Obsada lamp: CCH1, EF9, CB2, EFM1, CL4, CY1, EU-IX
4 żarówki 6,5V 3A (z oznaczeniem ENGLAND)
Wymiary:
szerokość: 593 mm
wysokość 340 mm
głębokość 272 mm
Za oknem mamy nieprawdopodobnie piękny październik. Rośliny zaczynają zmieniać kolory, a ja zabrałem się za Telefunkena T6. Na skrzynce stempel z datą 09.1938r. Niedawno minęło 80 lat...
Jak widać obudowa cała, bez dziur po robakach, ale z uszkodzonym fornirem. Będę musiał coś dobrać i wymienić oklejenie. Forniru potrzeba sporo bo radio jest wieeelkie. Zostanie oczywiście to co jest w ramkach.
Radio ma komplet gałek i śrub mocujących. Tu trzy odkręcone. Reszta czeka na odkręcenie spryskana WD40.
Wnętrze całkiem ładne, ale niestety brak transformatora głośnikowego i dławika. Nie mam też szczęścia do bareterów. W tym odbiorniku jak i w innych zawsze były z przerwanym włóknem. Weź tu teraz upoluj takiego...
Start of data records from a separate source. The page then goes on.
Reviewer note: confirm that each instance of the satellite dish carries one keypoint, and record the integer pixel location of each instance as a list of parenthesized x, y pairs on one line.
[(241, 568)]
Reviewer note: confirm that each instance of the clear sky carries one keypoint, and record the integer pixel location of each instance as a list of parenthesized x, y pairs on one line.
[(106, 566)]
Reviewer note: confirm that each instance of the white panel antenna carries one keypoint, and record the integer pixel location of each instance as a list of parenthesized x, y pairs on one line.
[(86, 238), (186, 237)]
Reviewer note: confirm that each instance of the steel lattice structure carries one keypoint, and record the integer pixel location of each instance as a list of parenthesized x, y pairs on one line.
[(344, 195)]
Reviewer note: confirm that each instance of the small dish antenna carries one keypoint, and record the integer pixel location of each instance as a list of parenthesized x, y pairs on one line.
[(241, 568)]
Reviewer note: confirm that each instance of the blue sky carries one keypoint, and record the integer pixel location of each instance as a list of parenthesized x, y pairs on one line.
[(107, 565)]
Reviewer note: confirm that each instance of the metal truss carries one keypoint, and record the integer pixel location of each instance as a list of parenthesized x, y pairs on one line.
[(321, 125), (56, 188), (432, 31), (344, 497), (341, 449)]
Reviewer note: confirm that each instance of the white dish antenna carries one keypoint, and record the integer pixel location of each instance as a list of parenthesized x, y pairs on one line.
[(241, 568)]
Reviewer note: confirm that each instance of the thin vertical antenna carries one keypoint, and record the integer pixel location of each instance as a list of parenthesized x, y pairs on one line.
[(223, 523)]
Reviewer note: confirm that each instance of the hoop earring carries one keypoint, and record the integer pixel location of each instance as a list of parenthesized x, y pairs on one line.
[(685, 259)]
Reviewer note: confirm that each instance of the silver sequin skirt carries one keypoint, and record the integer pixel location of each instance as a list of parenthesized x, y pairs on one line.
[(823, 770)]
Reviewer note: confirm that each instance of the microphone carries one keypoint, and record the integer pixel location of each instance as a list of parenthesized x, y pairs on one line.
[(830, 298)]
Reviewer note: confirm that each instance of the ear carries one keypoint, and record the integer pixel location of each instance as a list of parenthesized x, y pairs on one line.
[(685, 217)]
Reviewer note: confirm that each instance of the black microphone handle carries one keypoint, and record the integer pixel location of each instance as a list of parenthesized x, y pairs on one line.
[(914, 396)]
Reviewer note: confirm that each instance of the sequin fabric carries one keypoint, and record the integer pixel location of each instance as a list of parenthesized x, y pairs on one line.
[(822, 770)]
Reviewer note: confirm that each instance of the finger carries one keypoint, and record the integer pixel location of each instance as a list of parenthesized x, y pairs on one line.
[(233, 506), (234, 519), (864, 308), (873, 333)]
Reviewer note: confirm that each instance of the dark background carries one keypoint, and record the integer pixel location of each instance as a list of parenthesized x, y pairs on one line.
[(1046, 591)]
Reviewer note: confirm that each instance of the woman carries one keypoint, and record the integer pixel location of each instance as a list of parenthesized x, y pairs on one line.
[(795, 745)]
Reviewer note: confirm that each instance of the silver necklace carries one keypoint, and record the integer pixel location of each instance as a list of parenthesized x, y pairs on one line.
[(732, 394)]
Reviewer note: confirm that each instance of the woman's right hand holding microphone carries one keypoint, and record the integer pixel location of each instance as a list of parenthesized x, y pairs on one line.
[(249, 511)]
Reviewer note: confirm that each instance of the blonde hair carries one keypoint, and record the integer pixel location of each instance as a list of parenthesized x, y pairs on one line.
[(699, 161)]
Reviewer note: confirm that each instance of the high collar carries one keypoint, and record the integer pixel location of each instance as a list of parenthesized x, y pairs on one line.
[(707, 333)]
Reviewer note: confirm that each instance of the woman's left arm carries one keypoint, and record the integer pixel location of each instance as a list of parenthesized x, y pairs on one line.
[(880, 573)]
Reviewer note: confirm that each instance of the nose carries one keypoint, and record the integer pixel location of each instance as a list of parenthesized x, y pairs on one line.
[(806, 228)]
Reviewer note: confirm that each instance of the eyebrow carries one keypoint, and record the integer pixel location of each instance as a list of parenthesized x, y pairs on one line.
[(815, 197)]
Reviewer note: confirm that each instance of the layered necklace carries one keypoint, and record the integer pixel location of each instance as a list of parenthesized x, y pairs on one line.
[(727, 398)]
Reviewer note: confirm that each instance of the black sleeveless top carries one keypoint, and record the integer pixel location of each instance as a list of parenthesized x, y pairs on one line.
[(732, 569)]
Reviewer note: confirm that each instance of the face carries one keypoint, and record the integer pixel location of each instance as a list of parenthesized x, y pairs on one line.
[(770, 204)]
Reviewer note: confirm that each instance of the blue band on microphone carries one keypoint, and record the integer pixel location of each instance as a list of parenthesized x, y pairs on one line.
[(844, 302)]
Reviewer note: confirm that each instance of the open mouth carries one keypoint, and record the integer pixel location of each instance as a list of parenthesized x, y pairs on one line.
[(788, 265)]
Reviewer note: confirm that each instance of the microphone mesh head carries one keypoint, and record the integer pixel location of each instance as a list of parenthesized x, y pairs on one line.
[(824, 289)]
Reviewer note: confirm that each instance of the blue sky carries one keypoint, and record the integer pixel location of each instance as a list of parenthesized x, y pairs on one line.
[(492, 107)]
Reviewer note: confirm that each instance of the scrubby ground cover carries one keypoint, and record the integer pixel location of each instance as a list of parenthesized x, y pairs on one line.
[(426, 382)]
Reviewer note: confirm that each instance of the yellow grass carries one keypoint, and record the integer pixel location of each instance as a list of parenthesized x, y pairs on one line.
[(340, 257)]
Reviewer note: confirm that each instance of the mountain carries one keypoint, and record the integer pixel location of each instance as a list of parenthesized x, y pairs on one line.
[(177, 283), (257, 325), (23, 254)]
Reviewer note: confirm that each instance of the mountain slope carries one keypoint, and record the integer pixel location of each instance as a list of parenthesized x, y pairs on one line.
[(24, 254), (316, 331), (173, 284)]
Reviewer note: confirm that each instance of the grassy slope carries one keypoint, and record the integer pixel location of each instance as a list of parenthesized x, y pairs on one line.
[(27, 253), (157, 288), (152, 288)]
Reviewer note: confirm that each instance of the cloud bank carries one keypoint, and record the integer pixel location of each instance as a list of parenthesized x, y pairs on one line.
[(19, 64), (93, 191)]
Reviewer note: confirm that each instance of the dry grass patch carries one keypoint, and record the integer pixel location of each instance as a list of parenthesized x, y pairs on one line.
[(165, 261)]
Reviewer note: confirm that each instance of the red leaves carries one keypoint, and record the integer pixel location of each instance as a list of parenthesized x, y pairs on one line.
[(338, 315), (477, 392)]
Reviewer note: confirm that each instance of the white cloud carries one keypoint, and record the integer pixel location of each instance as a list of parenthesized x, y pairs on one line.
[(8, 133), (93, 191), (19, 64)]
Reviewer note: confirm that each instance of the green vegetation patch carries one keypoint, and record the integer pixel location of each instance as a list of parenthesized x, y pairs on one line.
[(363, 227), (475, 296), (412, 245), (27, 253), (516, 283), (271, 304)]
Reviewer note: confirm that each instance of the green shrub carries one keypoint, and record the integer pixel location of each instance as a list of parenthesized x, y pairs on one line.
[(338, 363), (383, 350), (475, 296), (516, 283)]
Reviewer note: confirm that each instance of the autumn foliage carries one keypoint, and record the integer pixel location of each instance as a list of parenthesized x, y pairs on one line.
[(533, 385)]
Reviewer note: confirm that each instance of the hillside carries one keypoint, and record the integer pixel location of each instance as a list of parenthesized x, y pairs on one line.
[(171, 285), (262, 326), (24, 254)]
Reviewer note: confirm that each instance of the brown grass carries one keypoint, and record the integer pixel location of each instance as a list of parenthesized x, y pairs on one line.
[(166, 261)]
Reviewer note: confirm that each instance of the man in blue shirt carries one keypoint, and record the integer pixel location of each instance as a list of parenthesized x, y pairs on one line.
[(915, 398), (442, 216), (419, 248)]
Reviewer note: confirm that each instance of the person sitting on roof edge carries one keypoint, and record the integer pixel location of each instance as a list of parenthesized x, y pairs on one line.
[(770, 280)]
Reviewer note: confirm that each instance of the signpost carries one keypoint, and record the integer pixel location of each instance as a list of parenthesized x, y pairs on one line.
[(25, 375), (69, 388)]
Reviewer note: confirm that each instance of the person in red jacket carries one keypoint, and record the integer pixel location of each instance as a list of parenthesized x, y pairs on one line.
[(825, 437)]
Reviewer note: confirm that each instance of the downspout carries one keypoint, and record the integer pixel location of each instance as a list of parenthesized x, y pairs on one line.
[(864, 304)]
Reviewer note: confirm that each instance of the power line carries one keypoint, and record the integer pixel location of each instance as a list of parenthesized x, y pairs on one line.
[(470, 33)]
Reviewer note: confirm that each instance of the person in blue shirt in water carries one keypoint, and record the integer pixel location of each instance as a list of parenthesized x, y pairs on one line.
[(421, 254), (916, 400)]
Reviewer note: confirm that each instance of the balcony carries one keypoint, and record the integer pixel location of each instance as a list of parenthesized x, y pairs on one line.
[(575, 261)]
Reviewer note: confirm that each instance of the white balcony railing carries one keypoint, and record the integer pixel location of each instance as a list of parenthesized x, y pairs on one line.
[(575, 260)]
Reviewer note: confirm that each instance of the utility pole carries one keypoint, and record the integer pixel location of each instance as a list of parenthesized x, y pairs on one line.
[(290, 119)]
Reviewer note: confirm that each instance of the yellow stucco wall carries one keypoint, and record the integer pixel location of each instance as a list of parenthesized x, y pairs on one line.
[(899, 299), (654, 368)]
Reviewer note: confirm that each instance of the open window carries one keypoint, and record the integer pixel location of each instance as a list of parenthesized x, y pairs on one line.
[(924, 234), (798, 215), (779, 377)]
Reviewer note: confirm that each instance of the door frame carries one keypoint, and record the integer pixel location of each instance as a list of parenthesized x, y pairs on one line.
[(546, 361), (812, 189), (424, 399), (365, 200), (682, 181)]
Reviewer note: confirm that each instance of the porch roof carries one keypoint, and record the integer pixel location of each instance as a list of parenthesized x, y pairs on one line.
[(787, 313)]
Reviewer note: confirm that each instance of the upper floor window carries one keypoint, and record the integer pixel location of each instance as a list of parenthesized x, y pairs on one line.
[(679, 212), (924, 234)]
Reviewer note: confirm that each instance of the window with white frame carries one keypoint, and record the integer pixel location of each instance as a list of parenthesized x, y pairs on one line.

To trafo głośnikowe do Telefunkena T5. Rozważam złożenie jednego odbiornika z dwóch. We wcześniejszym poście opisywałem odbudowę Telefunkena T5. Brakuje w nim kilku elementów elektronicznych, skali, ścianki tylnej, lamp. Stan elektryczny T6 jest niemal idealny. Brakujące transformator i dławik do T6 przełożę z T5. Jest duża szansa, że to radio ruszy. W międzyczasie poszuka się transformatora i dławika do T5...
Skala to nadruk na szklanej szybce o wymiarach: 238 x 178 mm. Grubość szkła 3,5 mm.